The ancient Asura empire lay shattered into many warring petty kingdoms reeling under the heel of the Devas. In desperation, the Asuras look up to a young saviour – Ravana. Believing that a better world awaits them under Ravana, common men like Bhadra decide to follow the young leader. With a will of iron and a fiery ambition to succeed, Ravana leads his people from victory to victory and carves out a vast empire from the Devas. But even when Ravana succeeds spectacularly, the poor Asuras find that nothing much has changed from them. It is then that Ravana, by one action, changes the history of the world.
I remember being 3 and owning my first book on Ramayana, an illustrated book. I absolutely loves tales of Hindu mythology and having watched Ramayana on the telly, the story is vivid in my mind. Interestingly, when I was pretty young, my mother had told me, not to be too influenced by the story as it is one sided and Ravana, though being wrong, was a very learned man and had reasons for being who he was. She'd told me, there is a lot that one can learn from Ravana, about grit, determination, faith, hardwork and knowledge. And, he was a man of honour, he did kidnap Sita, but never compromised her honour. Ever since, I had tried to read about Ravana but didn't find much. Until I read Asura.
Neelakantan has, in a very flawless and smooth manner, portrayed the other, humane side of Ravana, the person he was - albeit being the demon king. The story begins at the point where Ravana has lost to Rama and then goes to the past and begins from Ravana's childhood. How a simple person progresses to someone evil, when power gets to his head.
A very well researched book, if you are a staunch believer of Rama and don't entertain reading good about his enemy, you might not like this book. But, if you read this book with an open mind, you will love it. At no point is Ravana being glorified or Rama defamed, this is a simple story from the point of view of the defeated.
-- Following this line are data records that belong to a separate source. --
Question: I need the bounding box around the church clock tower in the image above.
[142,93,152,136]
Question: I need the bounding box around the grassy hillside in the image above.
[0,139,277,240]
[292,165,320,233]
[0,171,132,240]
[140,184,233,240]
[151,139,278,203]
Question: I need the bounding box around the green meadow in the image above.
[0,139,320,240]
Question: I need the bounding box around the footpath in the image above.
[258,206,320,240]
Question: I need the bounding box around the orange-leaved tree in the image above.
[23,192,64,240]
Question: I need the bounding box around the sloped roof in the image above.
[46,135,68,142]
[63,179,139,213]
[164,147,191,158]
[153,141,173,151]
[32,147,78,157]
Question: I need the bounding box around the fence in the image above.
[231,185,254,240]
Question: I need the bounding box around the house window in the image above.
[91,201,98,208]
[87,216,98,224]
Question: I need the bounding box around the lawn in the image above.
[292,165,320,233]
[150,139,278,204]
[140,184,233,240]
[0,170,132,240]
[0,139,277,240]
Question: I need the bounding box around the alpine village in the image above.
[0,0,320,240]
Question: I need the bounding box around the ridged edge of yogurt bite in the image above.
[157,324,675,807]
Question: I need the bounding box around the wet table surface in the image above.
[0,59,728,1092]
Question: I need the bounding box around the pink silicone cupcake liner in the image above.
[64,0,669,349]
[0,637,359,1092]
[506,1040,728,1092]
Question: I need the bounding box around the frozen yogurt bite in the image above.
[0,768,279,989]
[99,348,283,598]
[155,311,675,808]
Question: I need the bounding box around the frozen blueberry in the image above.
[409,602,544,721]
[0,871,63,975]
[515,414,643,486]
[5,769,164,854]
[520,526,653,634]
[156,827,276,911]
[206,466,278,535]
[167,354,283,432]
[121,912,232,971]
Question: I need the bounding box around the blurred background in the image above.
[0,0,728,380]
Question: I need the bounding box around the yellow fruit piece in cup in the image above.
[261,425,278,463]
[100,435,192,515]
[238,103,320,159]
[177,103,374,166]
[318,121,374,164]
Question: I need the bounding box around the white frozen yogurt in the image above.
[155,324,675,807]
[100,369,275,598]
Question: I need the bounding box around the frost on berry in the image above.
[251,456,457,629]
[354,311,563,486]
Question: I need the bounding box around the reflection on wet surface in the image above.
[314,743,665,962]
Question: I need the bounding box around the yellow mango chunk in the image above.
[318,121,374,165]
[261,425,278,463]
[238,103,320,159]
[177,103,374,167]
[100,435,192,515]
The book is elaborate and while reading there were lot of events which I decided I would talk about, when I write my review, but then I would have to replicate the entire story.
I urge you to read this book, give it time, not only to read a wonderful story, but ... to know that Ravana was another character in Ramayana whose flaws were glorified and strengths underplayed. There is much to learn from him, know about him and once we know him better, Ramayana as a story, is way more clear in the mind.
[This review is for Leadstart Publishing. The opinions are strictly my own and not been written under any obligation.]